Advertisement

Trial Ordered in Student’s Death : Crime: Two men, one of them the teen-ager’s former boyfriend, face murder charges in her slaying outside a La Mesa photography studio.

Share
SPECIAL TO THE TIMES

Two men charged with murdering a popular Grossmont High School student were ordered to stand trial Tuesday after an emotional hearing that included testimony from an alleged accomplice.

Municipal Judge Frank A. Brown ordered the trial for Aaron Sylvester Hill, 20, and the victim’s former boyfriend, Alex Love II, 19, after several witnesses linked the men to the killing.

Love is charged with being the gunman who fired two bullets from a semiautomatic pistol into Tameka Henderson’s head and torso. Hill faces murder charges for allegedly being the driver of a borrowed vehicle used in the crime.

Advertisement

Both men, each held in lieu of $2 million bail, are scheduled to be arraigned Sept. 9 in Superior Court. At that hearing, prosecutors will announce whether they will seek special-circumstance allegations that could lead to the death penalty for the two.

Henderson, 17, was shot about 8:30 p.m. June 3 as she was leaving her job at a La Mesa photography studio. A masked gunman opened fire into the driver’s-side window of her car.

Love’s girlfriend, 19-year-old Alisa Renee Arkinzadeh, is charged with being an accomplice after the fact, but Deputy Dist. Atty. Jim Waters granted her immunity from prosecution in exchange for her testimony against the men.

Arkinzadeh testified that several hours after the shooting, she met with the men as they returned her Honda Civic, which they had borrowed earlier in the evening.

Arkinzadeh quoted Hill as saying about Love: “I’ve seen a lot of people who were crazy, but (he) is nuts. This boy went up there and shot her.”

The graduate of Clairemont High School testified that she did not know about any plan to murder Henderson, and she vehemently denied ever making any threats against her lover’s former girlfriend.

Advertisement

Arkinzadeh testified that Love forced her to participate in the crime by threatening her when he ordered her to dispose of the murder weapon.

Love “turned to me and said, ‘Do you want to end up like her?

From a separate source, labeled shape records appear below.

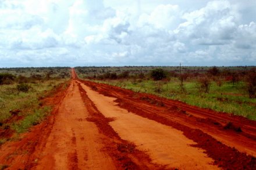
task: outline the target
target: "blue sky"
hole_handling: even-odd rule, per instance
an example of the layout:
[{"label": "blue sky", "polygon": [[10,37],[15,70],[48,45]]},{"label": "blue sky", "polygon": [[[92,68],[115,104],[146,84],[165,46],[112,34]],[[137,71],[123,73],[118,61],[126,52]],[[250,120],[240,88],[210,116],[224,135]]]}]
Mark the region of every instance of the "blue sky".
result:
[{"label": "blue sky", "polygon": [[0,67],[255,66],[256,1],[1,0]]}]

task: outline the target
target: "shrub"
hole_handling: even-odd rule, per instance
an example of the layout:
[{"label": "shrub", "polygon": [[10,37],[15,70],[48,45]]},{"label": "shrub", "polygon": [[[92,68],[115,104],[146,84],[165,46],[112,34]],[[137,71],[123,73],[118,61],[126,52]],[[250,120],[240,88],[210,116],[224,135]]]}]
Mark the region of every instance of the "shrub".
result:
[{"label": "shrub", "polygon": [[15,75],[9,73],[0,73],[0,85],[12,84],[15,77]]},{"label": "shrub", "polygon": [[256,97],[256,72],[251,71],[248,73],[247,78],[247,90],[250,98]]},{"label": "shrub", "polygon": [[209,93],[210,90],[211,82],[208,77],[202,77],[199,79],[198,88],[200,93]]},{"label": "shrub", "polygon": [[118,78],[118,75],[116,73],[112,73],[109,75],[109,78],[112,79],[116,79]]},{"label": "shrub", "polygon": [[167,73],[162,68],[157,68],[151,71],[150,75],[155,81],[161,80],[167,77]]},{"label": "shrub", "polygon": [[129,72],[128,71],[125,71],[119,75],[118,75],[118,78],[127,78],[129,77]]},{"label": "shrub", "polygon": [[30,86],[27,84],[20,84],[17,85],[17,90],[19,92],[27,92],[30,89]]}]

Don’t you know she’s dead?’ ” Arkinzadeh said.

The woman, who was shaking violently when she appeared in court but regained enough composure to take the witness stand, also testified that Love physically abused her during their relationship.

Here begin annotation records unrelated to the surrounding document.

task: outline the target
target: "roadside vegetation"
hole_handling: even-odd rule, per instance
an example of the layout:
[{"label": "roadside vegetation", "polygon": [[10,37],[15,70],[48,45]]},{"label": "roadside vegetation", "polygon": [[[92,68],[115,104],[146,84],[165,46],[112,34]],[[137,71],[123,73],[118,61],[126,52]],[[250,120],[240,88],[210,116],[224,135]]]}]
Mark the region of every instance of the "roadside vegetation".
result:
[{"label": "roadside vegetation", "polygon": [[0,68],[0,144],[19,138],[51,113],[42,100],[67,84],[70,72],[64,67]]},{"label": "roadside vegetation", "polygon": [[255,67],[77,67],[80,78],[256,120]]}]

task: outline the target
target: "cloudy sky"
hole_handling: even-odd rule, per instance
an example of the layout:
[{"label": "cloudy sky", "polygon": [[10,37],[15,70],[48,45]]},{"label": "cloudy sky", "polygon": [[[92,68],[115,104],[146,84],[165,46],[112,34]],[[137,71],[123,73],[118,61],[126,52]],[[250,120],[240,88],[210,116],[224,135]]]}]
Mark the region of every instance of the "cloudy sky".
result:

After Brown ordered the two men to stand trial, one of Hill’s aunts complained to the judge about Arkinzadeh’s immunity. “She’s more responsible for this, and I don’t think it’s fair that you let her go,” she said.

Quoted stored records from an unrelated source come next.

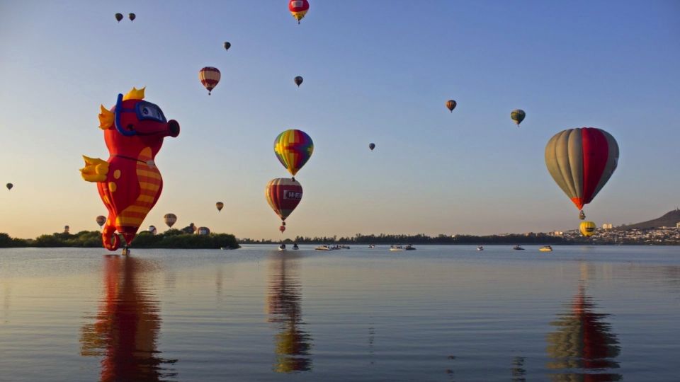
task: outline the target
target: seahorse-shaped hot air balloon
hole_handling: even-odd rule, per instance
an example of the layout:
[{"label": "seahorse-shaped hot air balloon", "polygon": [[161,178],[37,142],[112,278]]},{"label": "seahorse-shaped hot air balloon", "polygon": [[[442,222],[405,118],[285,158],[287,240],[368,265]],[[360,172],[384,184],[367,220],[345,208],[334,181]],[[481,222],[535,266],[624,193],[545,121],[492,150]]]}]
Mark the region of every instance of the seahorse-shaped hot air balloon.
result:
[{"label": "seahorse-shaped hot air balloon", "polygon": [[179,123],[166,120],[157,105],[144,100],[144,88],[132,88],[118,94],[115,105],[99,114],[104,131],[108,161],[83,156],[83,179],[97,183],[99,196],[108,209],[102,231],[104,248],[120,246],[118,231],[130,245],[147,214],[163,190],[163,179],[154,159],[166,137],[179,135]]}]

In other testimony Tuesday, one of Henderson’s co-workers, who was in the car at the time of the shooting, said someone approached just after Henderson got into the vehicle.

“I saw a figure with a gun,” Dawn Keller testified. “The person tapped on the window with the gun. I thought it was a joke because I didn’t know what was going on.”

Advertisement

But then she heard Henderson cry out.

“I remember Tameka screaming, and she said, ‘Oh my God, Dawn!’ ” Keller said.

Keller described how the masked attacker fumbled with the gun “as if they didn’t know how it worked.” Then, as Keller scrambled out of the car, “a shot went off and it shattered the window,” she said.

The assailant then leaned in through the window and fired another bullet into Henderson.

The testimony of two other witnesses indicated the killing had been planned.

Lisette Mercado said she spoke with Hill the day after the killing and that he detailed two plans “so no one could find out” about the shooting.

Mercado, who said she had a crush on Hill and appeared reluctant to testify against him, said she was told that the men had planned to either purchase movie tickets or appear at a basketball game in order to establish an alibi.

Kenneth Winfrey, a friend of both men, said he purchased a gun with money provided by Love. Winfrey said he bought a pistol and ammunition that he later reported stolen, even though the gun was turned over to Hill.

“Well, me and Alex (Love) discussed if he was to use the gun on someone, for protection or whatever, and if it was reported stolen, it wouldn’t come back to me and I wouldn’t be asked who did the shooting,” Winfrey said.

Winfrey identified the gun in court. Other evidence showed that the weapon was recovered from a house where Arkinzadeh had dropped it off. A ballistics expert also testified that the same gun fired the bullets that killed Henderson.